THE Government has given millers a one week ultimatum to ensure that there is sufficient maize bran to cater for Zambia's stockfeed requirements or the export of the commodity will be revoked.
Agriculture Deputy Minister Rodgers Mwewa said yesterday that the Government met with representatives of the millers last Friday, where concerns of reports of shortages of maize bran were raised and Agriculture Minister Emmanuel Chenda directed the millers to prove that they were able to satisfy the local market failure to which the Government would issue an export ban.
Mr Mwewa said the Government wanted to see to it that the country did not experience any shortages of maize bran which is used to manufacture stock feed while the millers' were busy exporting the same commodity.
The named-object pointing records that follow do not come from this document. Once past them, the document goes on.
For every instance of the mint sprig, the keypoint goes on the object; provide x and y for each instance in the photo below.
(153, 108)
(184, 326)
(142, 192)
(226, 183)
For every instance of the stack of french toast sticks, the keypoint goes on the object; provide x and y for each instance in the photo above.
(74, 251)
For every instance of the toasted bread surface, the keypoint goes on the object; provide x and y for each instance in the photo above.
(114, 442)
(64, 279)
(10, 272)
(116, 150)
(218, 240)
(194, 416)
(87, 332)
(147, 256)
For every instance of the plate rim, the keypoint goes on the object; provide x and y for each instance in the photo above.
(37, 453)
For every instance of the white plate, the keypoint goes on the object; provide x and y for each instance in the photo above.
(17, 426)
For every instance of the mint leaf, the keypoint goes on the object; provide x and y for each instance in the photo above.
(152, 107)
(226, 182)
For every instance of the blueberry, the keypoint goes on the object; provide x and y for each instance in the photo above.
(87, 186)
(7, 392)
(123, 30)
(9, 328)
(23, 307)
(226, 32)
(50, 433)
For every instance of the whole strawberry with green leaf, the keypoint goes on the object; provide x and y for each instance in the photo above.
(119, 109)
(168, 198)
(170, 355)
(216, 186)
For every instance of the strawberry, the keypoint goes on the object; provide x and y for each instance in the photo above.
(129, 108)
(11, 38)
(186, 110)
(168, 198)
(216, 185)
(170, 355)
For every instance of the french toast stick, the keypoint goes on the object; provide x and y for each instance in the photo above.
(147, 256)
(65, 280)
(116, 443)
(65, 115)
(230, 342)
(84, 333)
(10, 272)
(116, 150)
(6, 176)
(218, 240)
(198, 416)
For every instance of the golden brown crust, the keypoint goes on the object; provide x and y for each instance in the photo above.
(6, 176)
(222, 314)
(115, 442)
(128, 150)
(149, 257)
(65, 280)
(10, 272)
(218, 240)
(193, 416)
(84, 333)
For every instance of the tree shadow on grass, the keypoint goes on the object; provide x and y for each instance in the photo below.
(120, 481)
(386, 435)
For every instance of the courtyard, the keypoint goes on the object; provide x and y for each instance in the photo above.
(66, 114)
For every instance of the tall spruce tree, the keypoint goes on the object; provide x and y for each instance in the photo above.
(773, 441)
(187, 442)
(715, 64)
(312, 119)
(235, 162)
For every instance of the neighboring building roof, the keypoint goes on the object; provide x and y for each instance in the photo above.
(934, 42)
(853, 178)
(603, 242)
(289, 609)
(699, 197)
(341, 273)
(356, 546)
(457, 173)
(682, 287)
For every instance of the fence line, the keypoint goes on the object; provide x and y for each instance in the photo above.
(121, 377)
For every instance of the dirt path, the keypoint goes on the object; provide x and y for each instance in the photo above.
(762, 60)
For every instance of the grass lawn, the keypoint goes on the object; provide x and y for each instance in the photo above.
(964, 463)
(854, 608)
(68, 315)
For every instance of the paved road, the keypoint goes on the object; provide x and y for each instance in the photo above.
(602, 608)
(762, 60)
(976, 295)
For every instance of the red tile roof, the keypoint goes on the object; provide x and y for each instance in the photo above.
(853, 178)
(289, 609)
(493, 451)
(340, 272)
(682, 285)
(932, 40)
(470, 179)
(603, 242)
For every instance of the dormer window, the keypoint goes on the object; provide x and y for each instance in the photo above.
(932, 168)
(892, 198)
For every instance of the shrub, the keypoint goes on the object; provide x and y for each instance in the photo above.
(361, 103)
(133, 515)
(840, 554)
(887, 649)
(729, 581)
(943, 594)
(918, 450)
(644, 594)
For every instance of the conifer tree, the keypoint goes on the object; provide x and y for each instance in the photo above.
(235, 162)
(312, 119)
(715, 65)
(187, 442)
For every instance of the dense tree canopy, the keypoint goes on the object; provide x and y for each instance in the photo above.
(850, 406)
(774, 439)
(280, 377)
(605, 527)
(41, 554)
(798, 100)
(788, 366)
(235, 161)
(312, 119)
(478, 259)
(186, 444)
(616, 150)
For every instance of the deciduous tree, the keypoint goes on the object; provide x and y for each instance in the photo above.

"During the meeting the millers association pledged to place advertisements in the local media announcing that they have sufficient stocks of maize bran and should assist farmers with details to avert any shortages of maize bran," he said.
Mr Mwewa said he had spoken to some millers who assured him that they were boosting their maize bran production.
The deputy minister said he would this week start conducting an on the sport check on milling companies in Lusaka and the Copperebelt as a way of confirming if the millers were indeed committed to adhering to the measures they agreed to put in place to avert maize bran shortages in Zambia.
This follows numerous complaints from some farmers on the Copperbelt who had been experiencing a shortage of stock feed because most millers were now concentrating on manufacturing maize bran for the export market which was more lucratctive than selling locally.
Former Zambia Dairy Farmers Association chairperson Effatah Jele said the shortage of maize bran on the market was negatively affecting milk production in the country.
Ms Jele said the scarcity of maize bran has also contributed to the high prices of cotton cake making the cost of milk production in the country one of the highest in the region.
She said the farming community had already communicated with the Ministry of Agriculture asking the Government to consider suspending maize bran export.
"We are aware that the Government is doing something to address the situation and we want the authority to expedite their approach to the issue," she said.
Ms Jele said the cost of milk production in Zambia was one of the most expensive in the region and she thanked Government for protecting the local milk industry from imported cheap product.
In September, Mr Chenda announced the lifting of the ban on maize bran exports which he said was being done because the country had sufficient maize and wheat stocks.